I caught Sloane’s eye, and took strength from her encouraging grin. “Here goes nothing,” I said, then moved away from her and back toward the throng, determined to see this through.

It took a moment, but I finally found Cole surrounded by a group of well-heeled guests, all of whom were gazing with rapturous expressions at a canvas that seemed to be in motion, it was so full of color and life. I couldn’t hear Cole, but I saw the animation in his face, the way he got when he spoke of art.

He used his hands, his body, and with every word and motion he captured the crowd. Hell, he captured me, too, and I moved closer and closer, until finally I could hear his words and I just stood there, letting his smooth voice roll over me and give me courage.

After a moment, he wrapped up his spiel and left the guests to contemplate the painting on their own. When he did, he turned and saw me, and I felt the impact of that connection all the way to my toes.

There’d been heat between us earlier tonight—of that I no longer had any doubt. But Cole had been in control then. This time, I’d caught him unaware, and I could plainly see the pulsing hunger that raged through him as he took in the sight of me.

Go. Now.

I drew in a breath for courage. Yeah, it was time to do this thing.

And so I took one step, and then another and another. Each taking me toward Cole August. Each fueling that fire inside me that raged for him—a fire that had the power to either raise me up or reduce me to ashes.

I could only hope that tonight I would capture the man, and not destroy myself in the trying.

three

It’s not sex that messes you up. It’s desire.

Once sex enters the equation, everyone has something to bargain with. It’s like a contract, and there’s consideration on each side. Maybe the sex isn’t great, or maybe it’s mind-blowing, or maybe the participants are so wrapped up in their own neuroses that it overshadows all the rest. But even then, the basic parameters are there and everyone knows what’s expected of them.

That’s not the case with desire.

With desire it’s all one-sided. You have nothing to go on except perception. A smile. A nod. A handshake that lingers too long. The stroke of a finger over hair.

But all those things can be hidden, and all those things can be faked.

When you grow up in the grift, you know how to fake a lot of things, and you know how to read people.

You think you do, anyway.

I thought I knew how to read Cole. I thought I’d seen the subtle signals that validated my own desire. The little hints and movements, the casual glances and offhand touches.

I thought I’d seen them—but I couldn’t be certain. And if I wanted an answer I had to put myself on the line.

That is why desire is a bitch.

That bitch currently had her iron hand on my shoulder and was steering me through the crowd toward the object of my desire.
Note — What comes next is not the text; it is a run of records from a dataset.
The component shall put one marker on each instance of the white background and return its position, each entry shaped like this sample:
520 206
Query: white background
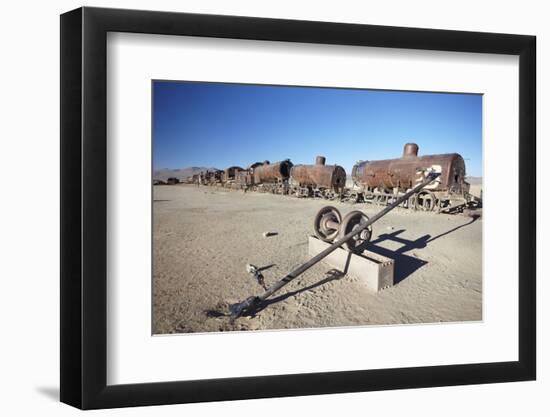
133 60
30 207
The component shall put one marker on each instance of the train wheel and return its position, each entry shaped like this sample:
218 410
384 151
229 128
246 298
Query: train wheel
352 221
426 201
324 222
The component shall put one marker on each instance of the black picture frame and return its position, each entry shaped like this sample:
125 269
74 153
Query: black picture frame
84 207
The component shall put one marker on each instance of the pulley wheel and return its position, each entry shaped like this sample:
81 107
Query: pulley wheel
324 222
425 201
352 221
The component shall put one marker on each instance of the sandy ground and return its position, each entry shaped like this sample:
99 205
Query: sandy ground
204 237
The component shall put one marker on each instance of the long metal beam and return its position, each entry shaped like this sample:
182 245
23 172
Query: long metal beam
250 303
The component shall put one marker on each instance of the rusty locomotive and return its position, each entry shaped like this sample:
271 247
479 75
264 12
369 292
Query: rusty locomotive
384 180
381 182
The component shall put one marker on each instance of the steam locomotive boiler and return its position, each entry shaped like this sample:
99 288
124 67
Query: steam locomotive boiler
319 180
383 181
267 177
230 175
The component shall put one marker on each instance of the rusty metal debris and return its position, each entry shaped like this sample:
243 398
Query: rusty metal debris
318 180
379 182
354 230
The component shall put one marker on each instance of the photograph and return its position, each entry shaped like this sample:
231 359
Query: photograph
299 207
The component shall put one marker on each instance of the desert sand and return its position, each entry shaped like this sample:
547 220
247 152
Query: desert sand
204 237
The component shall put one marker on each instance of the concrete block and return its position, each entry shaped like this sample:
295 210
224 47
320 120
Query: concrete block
374 270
He’d been pulled aside by an elegant seventy-something woman who appeared to be interrogating him and the artist about the subtle distinctions between two of the pieces on display.
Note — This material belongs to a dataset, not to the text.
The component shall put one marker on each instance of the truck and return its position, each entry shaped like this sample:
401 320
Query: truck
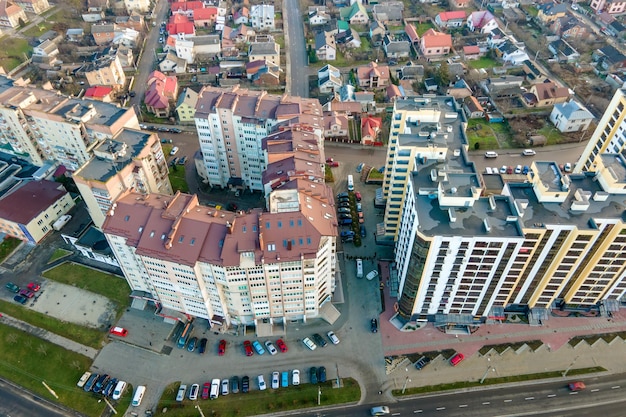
61 221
I had three things going for me, and I clung tight to them like a child to a security blanket. First, my upbringing made me a chameleon, both changeable and adaptable. It also gave me a thick skin and the ability to fake confidence. Some kids thank their parents for forcing them to endure Little League in order to build character. I thanked my dad for teaching me how to pull off long and short cons.

Second, I’d seen desire in Cole’s eyes at least twice during the gala. Maybe I was projecting, but I didn’t think so. And if he wanted me, too, then that made my goal that much more attainable.

Finally, I’d slammed back two glasses of wine within the space of five minutes, and I am a lightweight where alcohol is concerned. That meant that I was floating on a cloud of liquid courage, just like I’d told the waiter. And as far as I was concerned, that was a damn fine thing.